裁判例紹介(管理組合理事長に対する帳票類の閲覧請求)

マンションの管理規約には、理事長が会計帳簿などの帳票類を保管すること、また、管理組合員(区分所有者)及び利害関係人から理由を付した書面での請求があればこれを閲覧させるべきことが規定されています(参考として標準管理規約(単棟型)64条)。

ここでいう「利害関係人」とは,債権者など法律上の利害関係のある者をいい、単に親族関係にあるだけの者は対象とならないとされていましたが、近時の札幌地方裁判所令和4年5月26日判決(判例タイムズ1508号235頁)は、同居の配偶者も「利害関係人」に含まれると認め、帳票類の閲覧請求権を認めました。

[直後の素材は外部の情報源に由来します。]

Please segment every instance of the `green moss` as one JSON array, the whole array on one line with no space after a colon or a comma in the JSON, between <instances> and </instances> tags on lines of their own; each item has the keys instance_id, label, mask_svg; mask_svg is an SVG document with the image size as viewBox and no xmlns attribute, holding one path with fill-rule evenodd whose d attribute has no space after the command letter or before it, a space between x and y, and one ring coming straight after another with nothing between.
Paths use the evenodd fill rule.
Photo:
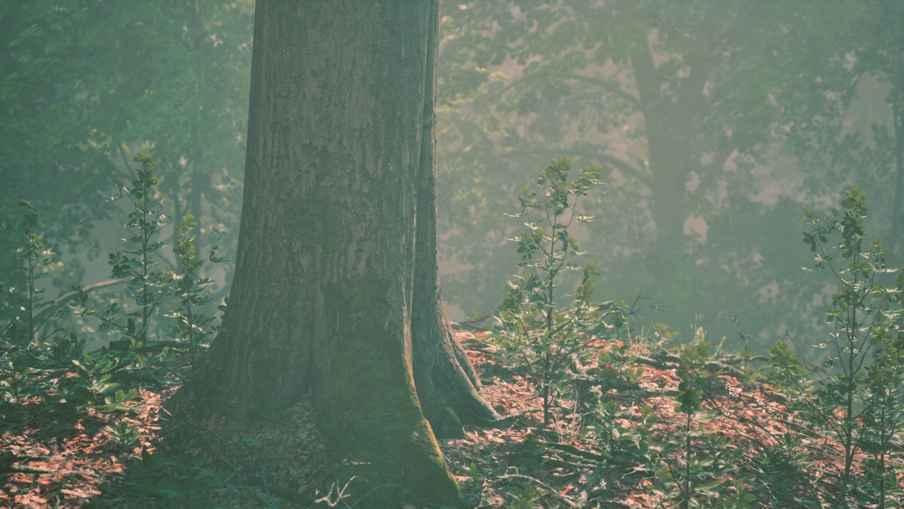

理由としては、①同居人も組合員の議決権を代理行使して総会で意見を述べられること、②このマンションの規約によれば理事及び監事には同居の配偶者も就任できること、から組合員に準ずる地位にあるとしたようです。上記①については標準管理規約においても同居の親族を代理人にできる(単棟型46条5項など)としているので多くのマンションに妥当しますが、上記②につき、標準管理規約は組合員と同居する配偶者も理事及び監事の資格があるとまではしておらず(単棟型35条2項など)、このマンションでは選任資格を拡大したものと思われます。判決理由では帳票類を確認し、管理組合の運営に意見が言えればそれで足りるとしているようにも思いますので、理由付けとしては上記①だけでも足りていると考えれば本判決の射程が及ぶマンションは相当広いことになりますが、上記②のように運営中枢にまで関わる可能性があることが必要となれば、射程は限定的に捉えられるでしょう。

一般的な解釈にとらわれず、規約の他の規定をも考慮して解釈をしていくべきという、ある意味で基本に立ち返った判決かと思いました。